To deal with financial decision-making in the computer age, the Internet age, we all need to develop our understanding not of computers but of statistics and probability. To keep up with the changing world of finance, we all have to be able to know what to do with the financial data at our disposal.
Before we sell ourselves and the American people short, we do need to recognize that millions of Americans have demonstrated in practice a financial understanding that many may not be able to articulate. Put simply, many Americans have shown in their financial behavior an intuitive understanding of basic financial concepts even if they would not be able to articulate the rationale for their financial decision-making the way a professor of finance -- or a credit union executive - might. Consider:
The active mortgage refinance market today shows that millions of homeowners functionally understand the prepayment option in their mortgage. The development of numerous mortgage products reflects an ability of households to select among a diverse array of mortgage payment structures. In short, the way in which millions of Americans use the mortgage credit options available to manage their personal cash flows and balance sheets reflects an understanding of rather complex financial principles.
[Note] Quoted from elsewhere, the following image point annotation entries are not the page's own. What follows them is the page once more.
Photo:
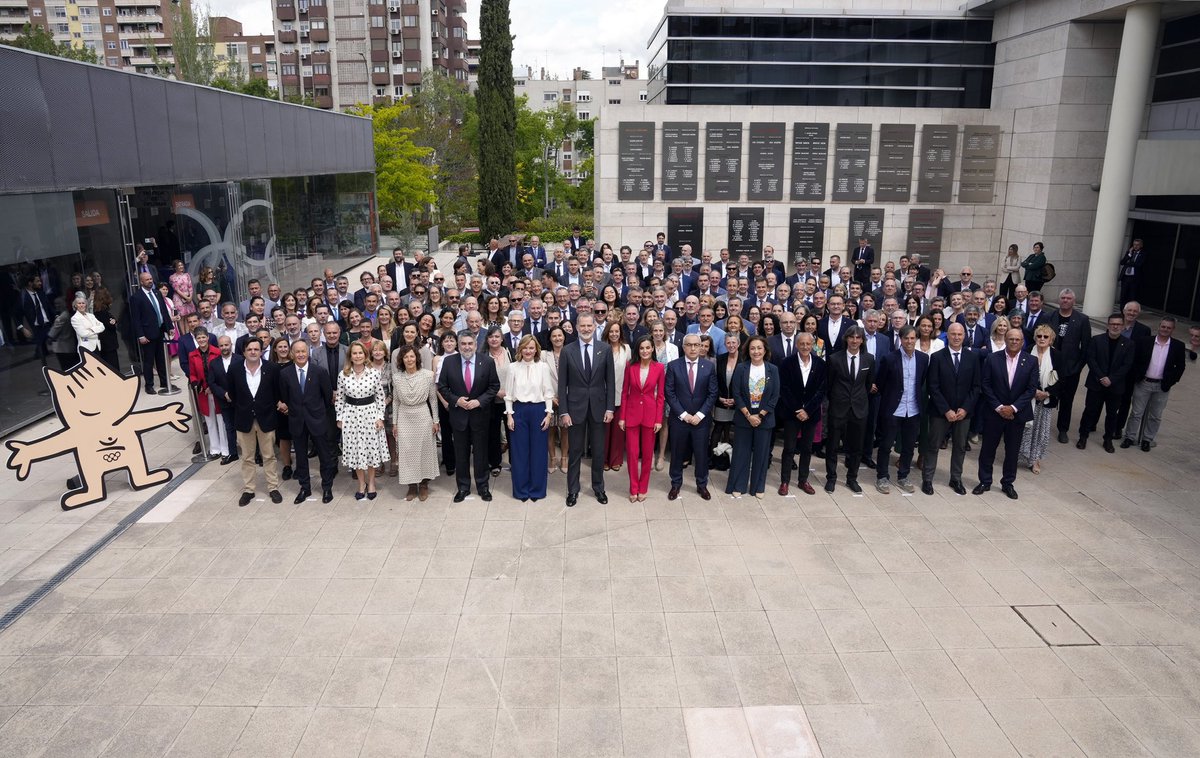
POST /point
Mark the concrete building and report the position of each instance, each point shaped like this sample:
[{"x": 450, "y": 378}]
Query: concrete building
[
  {"x": 951, "y": 128},
  {"x": 353, "y": 52}
]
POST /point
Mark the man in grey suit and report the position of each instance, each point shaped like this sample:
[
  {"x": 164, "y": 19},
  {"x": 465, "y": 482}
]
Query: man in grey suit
[{"x": 587, "y": 399}]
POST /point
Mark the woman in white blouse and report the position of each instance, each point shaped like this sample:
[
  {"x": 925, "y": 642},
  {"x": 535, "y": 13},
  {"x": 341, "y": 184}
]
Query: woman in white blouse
[{"x": 529, "y": 407}]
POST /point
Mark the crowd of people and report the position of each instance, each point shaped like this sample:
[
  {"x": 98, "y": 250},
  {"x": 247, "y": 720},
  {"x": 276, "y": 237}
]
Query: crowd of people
[{"x": 535, "y": 359}]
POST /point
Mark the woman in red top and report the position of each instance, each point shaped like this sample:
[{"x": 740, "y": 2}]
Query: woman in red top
[{"x": 641, "y": 414}]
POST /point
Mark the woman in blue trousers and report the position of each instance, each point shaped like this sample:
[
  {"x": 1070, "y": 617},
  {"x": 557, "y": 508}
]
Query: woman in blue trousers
[
  {"x": 529, "y": 405},
  {"x": 755, "y": 393}
]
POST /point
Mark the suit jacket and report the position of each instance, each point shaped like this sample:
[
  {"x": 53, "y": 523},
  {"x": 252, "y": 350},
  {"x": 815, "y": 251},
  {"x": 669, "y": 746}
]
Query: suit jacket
[
  {"x": 949, "y": 390},
  {"x": 679, "y": 393},
  {"x": 581, "y": 396},
  {"x": 889, "y": 380},
  {"x": 143, "y": 319},
  {"x": 250, "y": 408},
  {"x": 1099, "y": 366},
  {"x": 797, "y": 395},
  {"x": 849, "y": 396},
  {"x": 641, "y": 404},
  {"x": 485, "y": 383},
  {"x": 997, "y": 391}
]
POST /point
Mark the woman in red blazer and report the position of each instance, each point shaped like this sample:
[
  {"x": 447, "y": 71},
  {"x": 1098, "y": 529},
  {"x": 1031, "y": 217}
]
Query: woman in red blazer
[{"x": 641, "y": 414}]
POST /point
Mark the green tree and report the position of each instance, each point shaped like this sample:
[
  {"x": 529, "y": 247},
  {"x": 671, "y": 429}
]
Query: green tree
[
  {"x": 40, "y": 40},
  {"x": 497, "y": 121},
  {"x": 403, "y": 176}
]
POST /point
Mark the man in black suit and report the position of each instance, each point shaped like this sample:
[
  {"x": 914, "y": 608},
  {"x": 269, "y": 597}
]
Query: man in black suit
[
  {"x": 306, "y": 396},
  {"x": 586, "y": 401},
  {"x": 954, "y": 386},
  {"x": 1159, "y": 365},
  {"x": 690, "y": 390},
  {"x": 150, "y": 320},
  {"x": 1009, "y": 380},
  {"x": 802, "y": 378},
  {"x": 1109, "y": 361},
  {"x": 851, "y": 378},
  {"x": 469, "y": 384},
  {"x": 253, "y": 390}
]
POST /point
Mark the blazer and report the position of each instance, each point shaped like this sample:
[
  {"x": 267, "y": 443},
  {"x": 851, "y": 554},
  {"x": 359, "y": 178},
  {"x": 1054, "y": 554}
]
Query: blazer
[
  {"x": 642, "y": 404},
  {"x": 250, "y": 408},
  {"x": 849, "y": 396},
  {"x": 580, "y": 396},
  {"x": 949, "y": 390},
  {"x": 797, "y": 395},
  {"x": 889, "y": 380},
  {"x": 484, "y": 386},
  {"x": 768, "y": 401},
  {"x": 997, "y": 391},
  {"x": 681, "y": 397}
]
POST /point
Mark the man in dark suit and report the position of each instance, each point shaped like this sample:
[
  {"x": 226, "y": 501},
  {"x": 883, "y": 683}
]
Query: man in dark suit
[
  {"x": 851, "y": 377},
  {"x": 586, "y": 401},
  {"x": 954, "y": 387},
  {"x": 1159, "y": 365},
  {"x": 306, "y": 396},
  {"x": 253, "y": 390},
  {"x": 690, "y": 392},
  {"x": 1009, "y": 380},
  {"x": 901, "y": 380},
  {"x": 1109, "y": 361},
  {"x": 469, "y": 384},
  {"x": 150, "y": 322},
  {"x": 802, "y": 378}
]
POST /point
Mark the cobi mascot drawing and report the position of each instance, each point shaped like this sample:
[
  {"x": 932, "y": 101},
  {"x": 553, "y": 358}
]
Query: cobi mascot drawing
[{"x": 100, "y": 426}]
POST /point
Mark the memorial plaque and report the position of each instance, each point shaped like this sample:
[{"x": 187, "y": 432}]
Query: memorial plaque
[
  {"x": 805, "y": 233},
  {"x": 851, "y": 161},
  {"x": 936, "y": 181},
  {"x": 745, "y": 232},
  {"x": 681, "y": 157},
  {"x": 893, "y": 176},
  {"x": 810, "y": 160},
  {"x": 685, "y": 226},
  {"x": 723, "y": 161},
  {"x": 635, "y": 156},
  {"x": 977, "y": 176},
  {"x": 867, "y": 222},
  {"x": 766, "y": 175},
  {"x": 925, "y": 234}
]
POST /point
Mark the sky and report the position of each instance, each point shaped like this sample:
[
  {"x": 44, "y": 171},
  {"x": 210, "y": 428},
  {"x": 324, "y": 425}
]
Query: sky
[{"x": 550, "y": 34}]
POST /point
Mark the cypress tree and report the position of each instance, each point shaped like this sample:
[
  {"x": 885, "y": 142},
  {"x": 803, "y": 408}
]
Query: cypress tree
[{"x": 497, "y": 122}]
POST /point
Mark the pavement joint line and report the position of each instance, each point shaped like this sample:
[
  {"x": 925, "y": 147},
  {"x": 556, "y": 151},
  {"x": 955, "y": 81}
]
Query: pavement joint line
[{"x": 78, "y": 561}]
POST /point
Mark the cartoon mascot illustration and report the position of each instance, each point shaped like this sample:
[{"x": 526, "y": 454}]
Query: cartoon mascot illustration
[{"x": 100, "y": 426}]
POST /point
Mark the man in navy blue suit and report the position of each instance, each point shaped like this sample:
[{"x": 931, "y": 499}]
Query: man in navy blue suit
[
  {"x": 691, "y": 393},
  {"x": 1009, "y": 380}
]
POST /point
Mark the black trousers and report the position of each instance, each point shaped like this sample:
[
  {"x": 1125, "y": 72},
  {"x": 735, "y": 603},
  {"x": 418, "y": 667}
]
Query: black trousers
[
  {"x": 850, "y": 432},
  {"x": 797, "y": 438}
]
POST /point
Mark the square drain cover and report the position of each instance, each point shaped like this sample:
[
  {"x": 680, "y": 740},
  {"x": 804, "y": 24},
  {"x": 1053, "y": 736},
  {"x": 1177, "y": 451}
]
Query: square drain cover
[{"x": 1054, "y": 626}]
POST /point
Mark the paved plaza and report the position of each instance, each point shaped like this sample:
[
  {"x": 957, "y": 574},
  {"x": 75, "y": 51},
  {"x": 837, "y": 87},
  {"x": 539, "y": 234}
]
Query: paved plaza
[{"x": 1063, "y": 624}]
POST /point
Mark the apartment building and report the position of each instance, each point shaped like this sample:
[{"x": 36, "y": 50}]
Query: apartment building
[{"x": 348, "y": 52}]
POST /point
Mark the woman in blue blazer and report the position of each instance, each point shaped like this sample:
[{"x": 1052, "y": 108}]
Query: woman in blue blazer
[{"x": 755, "y": 395}]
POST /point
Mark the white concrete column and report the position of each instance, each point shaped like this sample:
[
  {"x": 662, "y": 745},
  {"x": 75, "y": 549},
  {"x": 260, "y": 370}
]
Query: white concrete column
[{"x": 1129, "y": 95}]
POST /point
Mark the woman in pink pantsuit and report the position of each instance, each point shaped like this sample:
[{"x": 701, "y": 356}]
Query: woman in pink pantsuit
[{"x": 641, "y": 414}]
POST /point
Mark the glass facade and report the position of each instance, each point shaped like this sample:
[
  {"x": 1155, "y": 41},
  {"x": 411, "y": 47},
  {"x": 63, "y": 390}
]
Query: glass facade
[
  {"x": 822, "y": 61},
  {"x": 283, "y": 230}
]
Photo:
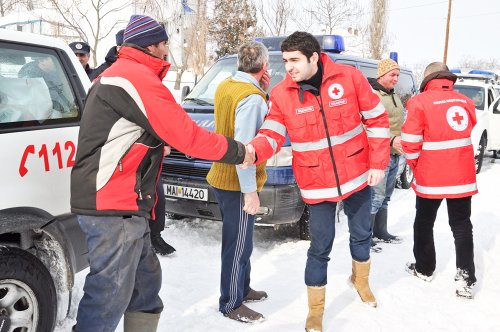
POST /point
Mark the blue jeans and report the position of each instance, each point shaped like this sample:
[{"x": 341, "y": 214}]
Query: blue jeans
[
  {"x": 322, "y": 230},
  {"x": 125, "y": 274},
  {"x": 382, "y": 192},
  {"x": 237, "y": 247}
]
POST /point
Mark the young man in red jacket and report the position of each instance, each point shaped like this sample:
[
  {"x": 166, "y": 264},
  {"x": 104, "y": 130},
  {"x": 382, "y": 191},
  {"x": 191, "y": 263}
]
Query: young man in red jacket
[
  {"x": 129, "y": 116},
  {"x": 437, "y": 128},
  {"x": 339, "y": 133}
]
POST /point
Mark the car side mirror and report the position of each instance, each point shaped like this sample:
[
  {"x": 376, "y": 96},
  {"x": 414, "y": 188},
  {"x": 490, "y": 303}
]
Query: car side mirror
[
  {"x": 496, "y": 107},
  {"x": 185, "y": 91}
]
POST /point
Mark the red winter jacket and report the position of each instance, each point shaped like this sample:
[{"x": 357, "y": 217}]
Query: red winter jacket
[
  {"x": 129, "y": 115},
  {"x": 436, "y": 141},
  {"x": 358, "y": 130}
]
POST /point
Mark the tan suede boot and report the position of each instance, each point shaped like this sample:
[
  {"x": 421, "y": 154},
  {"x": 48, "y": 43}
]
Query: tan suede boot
[
  {"x": 316, "y": 300},
  {"x": 359, "y": 279},
  {"x": 140, "y": 322}
]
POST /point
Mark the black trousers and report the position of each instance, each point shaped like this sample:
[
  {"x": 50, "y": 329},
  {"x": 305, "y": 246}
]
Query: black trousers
[
  {"x": 459, "y": 210},
  {"x": 158, "y": 225}
]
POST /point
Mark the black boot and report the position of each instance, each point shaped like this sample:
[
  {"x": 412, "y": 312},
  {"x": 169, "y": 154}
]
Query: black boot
[
  {"x": 380, "y": 228},
  {"x": 160, "y": 246}
]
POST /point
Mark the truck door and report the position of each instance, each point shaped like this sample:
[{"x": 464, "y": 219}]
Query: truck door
[{"x": 39, "y": 115}]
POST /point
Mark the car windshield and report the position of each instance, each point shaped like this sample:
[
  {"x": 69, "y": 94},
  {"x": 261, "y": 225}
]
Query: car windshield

Automobile purchase arrangements offer another example. Decisions to buy or lease, and to think about auto purchases in terms of personal cash flows rather than just price and color, reflect an essential principle of finance. Thirty or forty years ago this kind of financial analysis, thinking in terms of prospective cash flows rather than asset prices or purchase prices, was something for CFOs, not for the mass market of auto purchasers. Yet today it is there at the end of all the auto ads on TV - comparing lease payments with APR.
We need your help not only with First Accounts but also to make sure that we in this town don't underestimate the ability of the American people to make financial decisions for themselves. Limiting people's choices is no way to enhance and further their financial understanding.
In closing, I thank you for this opportunity to talk with you and wish you continued success.